Minimal Cell More Complex Than Expected

Craig Venter’s lab has been working on an interesting project in theoretical biology: what is the minimum set of genes needed for life?  They have taken one of the simplest organisms, Mycoplasma genitalium, and knocked out genes to see which ones are essential and which are nonessential for viability.  (This is part of the “top down” approach to understanding the origin of life; the “bottom up” approach, by contrast, tries to build life from scratch).  Their latest results, published in PNAS,¹ showed a larger number of essential genes – 347 – than their earlier prediction in 1999.  That’s 79% of the organism’s inventory. 

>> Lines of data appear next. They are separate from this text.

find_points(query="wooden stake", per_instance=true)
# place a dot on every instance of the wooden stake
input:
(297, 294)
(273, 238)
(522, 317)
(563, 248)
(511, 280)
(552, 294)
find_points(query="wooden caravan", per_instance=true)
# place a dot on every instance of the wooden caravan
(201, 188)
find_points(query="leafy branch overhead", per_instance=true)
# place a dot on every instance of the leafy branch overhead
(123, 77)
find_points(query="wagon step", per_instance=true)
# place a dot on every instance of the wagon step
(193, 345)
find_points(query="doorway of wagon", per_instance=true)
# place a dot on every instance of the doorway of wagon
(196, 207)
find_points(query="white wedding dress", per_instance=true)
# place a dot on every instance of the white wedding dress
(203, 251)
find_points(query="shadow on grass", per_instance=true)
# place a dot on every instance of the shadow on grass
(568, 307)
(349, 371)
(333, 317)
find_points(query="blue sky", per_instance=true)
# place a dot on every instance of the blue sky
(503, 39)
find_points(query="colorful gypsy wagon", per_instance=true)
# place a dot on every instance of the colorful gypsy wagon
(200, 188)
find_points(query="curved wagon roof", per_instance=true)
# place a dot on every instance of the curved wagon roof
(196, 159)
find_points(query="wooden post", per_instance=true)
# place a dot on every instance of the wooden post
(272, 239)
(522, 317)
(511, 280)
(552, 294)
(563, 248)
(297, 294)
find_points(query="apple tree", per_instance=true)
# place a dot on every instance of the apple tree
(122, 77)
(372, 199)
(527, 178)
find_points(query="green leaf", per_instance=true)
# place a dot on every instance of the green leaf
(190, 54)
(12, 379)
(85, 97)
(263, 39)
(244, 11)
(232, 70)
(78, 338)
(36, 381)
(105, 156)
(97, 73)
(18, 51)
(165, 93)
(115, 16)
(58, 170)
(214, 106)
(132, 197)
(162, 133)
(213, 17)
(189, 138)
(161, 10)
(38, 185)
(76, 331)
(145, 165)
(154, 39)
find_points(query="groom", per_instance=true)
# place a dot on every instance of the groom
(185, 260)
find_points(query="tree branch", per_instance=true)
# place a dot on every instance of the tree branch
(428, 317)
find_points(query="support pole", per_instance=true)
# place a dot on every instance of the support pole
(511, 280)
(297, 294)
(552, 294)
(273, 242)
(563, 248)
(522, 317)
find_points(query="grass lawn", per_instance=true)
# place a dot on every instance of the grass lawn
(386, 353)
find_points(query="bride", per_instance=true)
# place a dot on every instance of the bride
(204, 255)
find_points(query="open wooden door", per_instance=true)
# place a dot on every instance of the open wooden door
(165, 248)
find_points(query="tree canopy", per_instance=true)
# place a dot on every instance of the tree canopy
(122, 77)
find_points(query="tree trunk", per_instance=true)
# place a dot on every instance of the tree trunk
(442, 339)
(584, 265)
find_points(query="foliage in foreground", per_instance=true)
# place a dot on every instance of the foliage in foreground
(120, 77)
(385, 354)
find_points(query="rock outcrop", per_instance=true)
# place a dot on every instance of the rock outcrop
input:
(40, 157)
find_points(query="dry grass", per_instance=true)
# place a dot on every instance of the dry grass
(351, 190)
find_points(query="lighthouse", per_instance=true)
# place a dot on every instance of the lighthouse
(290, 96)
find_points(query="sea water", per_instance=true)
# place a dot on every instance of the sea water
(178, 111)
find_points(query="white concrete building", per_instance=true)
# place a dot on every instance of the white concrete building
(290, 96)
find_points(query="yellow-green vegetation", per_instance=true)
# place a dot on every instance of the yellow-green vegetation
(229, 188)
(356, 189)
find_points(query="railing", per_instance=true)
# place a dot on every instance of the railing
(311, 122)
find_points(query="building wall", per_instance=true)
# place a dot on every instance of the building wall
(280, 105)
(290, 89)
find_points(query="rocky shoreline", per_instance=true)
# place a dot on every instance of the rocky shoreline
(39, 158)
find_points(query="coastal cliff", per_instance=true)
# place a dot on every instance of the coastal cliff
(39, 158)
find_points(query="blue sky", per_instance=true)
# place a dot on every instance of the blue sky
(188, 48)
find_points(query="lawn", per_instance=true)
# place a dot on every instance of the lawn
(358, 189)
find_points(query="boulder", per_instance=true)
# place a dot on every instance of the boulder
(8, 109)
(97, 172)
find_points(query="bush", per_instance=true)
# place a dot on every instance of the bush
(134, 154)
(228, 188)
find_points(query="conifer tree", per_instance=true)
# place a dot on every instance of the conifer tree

This is a significantly greater number of essential genes than the 265-350 predicted in our previous study of M. genitalium, or in the gene knockoutdisruption study that identified 279 essential genes in Bacillus subtilis, which is a more conventional bacterium from the same Firmicutes taxon as M. genitalium.  Similarly, our finding of 387 essential protein-coding genes greatly exceeds theoretical projections of how many genes comprise a minimal genome such as Mushegian and Koonin’s 256 genes shared by both H. influenzae and M. genitalium, and the 206-gene core of a minimal bacterial gene set proposed by Gil et al.  One of the surprises about the essential gene set is its inclusion of 110 hypothetical proteins and proteins of unknown function.  Some of these genes likely encode enzymes with activities reported in M. genitalium, such as transaldolase, but for which no gene has yet been annotated.   (Emphasis added in all quotes.)

Since this organism, an obligate human parasite, is apparently stripped down to bare essentials, “it is likely that all its 482 protein-coding genes are in some way necessary for effective growth,” they said.  The team hopes this information will lead to building synthetic free-living cells.

¹Glass, Venter et al., “Essential genes of a minimal bacterium,” Proceedings of the National Academy of Sciences USA, Published online before print January 3, 2006, 10.1073/pnas.0510013103.

Wow – that’s a lot of genes, for a lot of proteins and cellular functions.  The authors’ charts of gene networks look like complex flowcharts designed by an engineer.  Since getting one protein by chance is so improbable it would never happen in countless universes (see online book), expecting to get 387 is overkill on evolutionary theories, kind of like H-bombing a city a googolplex number of times.  After awhile, it becomes ridiculous to expect to find any survivors.
    What’s also interesting are the 100 or so nonessential genes.  How could these evolve?  If they do not have survival value, why would nature select them?  Darwinism’s criterion of survival value appears to be too reductionist to explain many aspects of life that, while not essential, add some seasoning to life.